The limited partnership (KG)
The limited partnership is characterised by the fact that it is made up of a personally and fully liable partner (Komplementär) and additionally at least one partner with limited liability (Kommanditist). According to German law, the KG is managed by the fully liable general partner. A major advantage of the KG is that it is a company with (at least partial) limited liability.
Advantages of the Kommanditgesellschaft
As a partnership, the KG is subject to less strict regulations than the so-called capital-based-companies (Kapitalgesellschaften) – hereinafter referred to as “corporations”. For instance, contrary to a corporation, the partnership agreement of a KG does not need to be notarised, and the partners of a KG are free to determine the amount of the limited liability capital.

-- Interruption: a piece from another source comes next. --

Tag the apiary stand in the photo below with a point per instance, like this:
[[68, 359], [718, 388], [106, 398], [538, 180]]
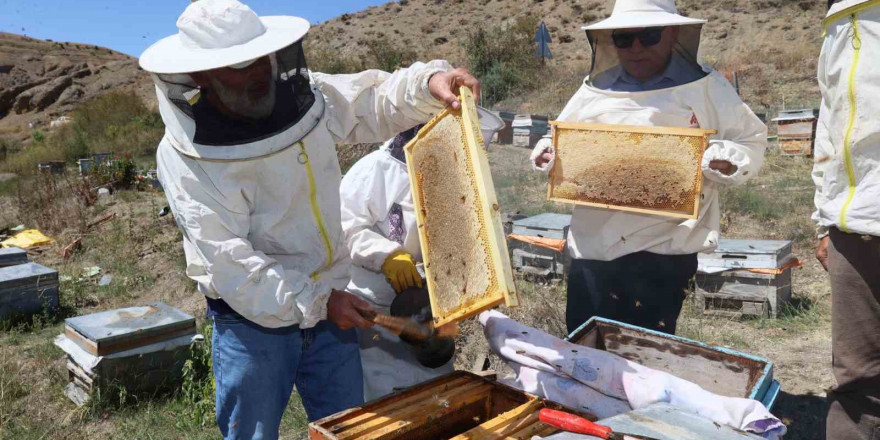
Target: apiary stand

By choosing the special form of the GmbH & Co. KG, in which a limited liability company (a German GmbH) participates in the KG as general partner with unlimited liability, the liability of the natural persons involved can be limited to their limited partner contribution. Accordingly, the GmbH & Co. KG is a partnership with limited liability, which, with the right tax and civil law structure, can be economically extremely attractive, especially in the area of property management:
Income from a partnership is treated differently from a tax point of view than that of a corporation. Through the so-called “commercial characterisation or de-capitalisation”, the taxation of a GmbH & Co. KG can be specifically subjected to one or the other type of taxation, whereby the best possible tax structure can be achieved in the individual case.
The simpler transferability of the limited partnership shares also means that the KG is a very popular vehicle for the sale of companies or for family asset management or succession planning.
“One-man partnership” with limited liability
While partnerships must consist of at least two partners, the GmbH & Co. KG can also be founded as a so-called “one-man company” by only one natural person. This is possible if the KG holds all the shares of the GmbH, which is general partner (the Einheits-GmbH & Co. KG) and the natural person is the sole limited partner.
The greatest advantage of the Einheits-GmbH & Co. KG is that the entire company can be sold and transferred without any formalities. If a sole limited partner transfers all shares of the limited partnership held by him, the shares of the general partner GmbH will thereby also be transferred indirectly without any formalities.